Re: XML libs (was Re: gconf backend)



On Sat, Sep 27, 2003 at 07:51:28PM -0400, Daniel Veillard wrote:
> On Sat, Sep 27, 2003 at 04:28:11PM -0400, Havoc Pennington wrote:
> > 
> > Having the app ignore those things is not different from having the XML
> > lib ignore them. Either way they are ignored. What I'm worried about is
> 
>   No and that is a big mistake you're making. Example: you don't have to 
> know about entities at the user level for those apps, you just let the
> parser do the work for you. You won't even know that they have been there.
> But if you ignore them at the lib level, you loose the data.

You can only get away with that when the data sizes are small, and
processing times are insignificant.  As the amount of data scales
the application needs more and more control over what is happening.

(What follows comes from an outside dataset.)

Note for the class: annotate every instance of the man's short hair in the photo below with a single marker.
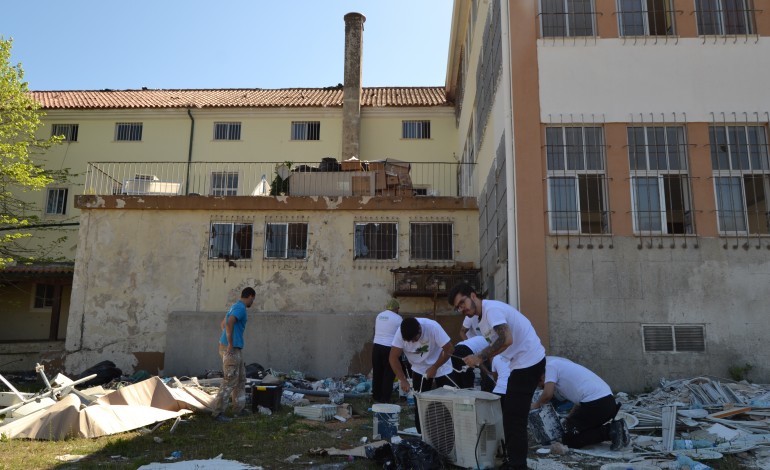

As an example.  In most instances applications do not need libxml to
generate their XML.  The app is in control on what is being
generated, and spewing a DOM tree is total overkill.  Gnumeric's
default xml exporter gets hammered this way on large files.  Four
times base representation memory usage is lethal for 100 Meg
workbooks.  This is why I have the ultra simple printf style
wrappers in libgsf.

On import similar issues arise.  The overhead of DOM and even
xmlreader are significant, which is why I had to whip up the trivial
little namespace supporting SAX wrappers for gsf.  We'll see if
conglomerate can adopt them, which would force the addition of
entities.

Another area where libxml could really assist its users would be a
set of canned conversion routines.  Applications all end up
replicating load/store operations on
    bool
    int
    float
    enum
    binary blob

Throwing in a set of those for content and attributes would go along
way to making things simpler out of the box.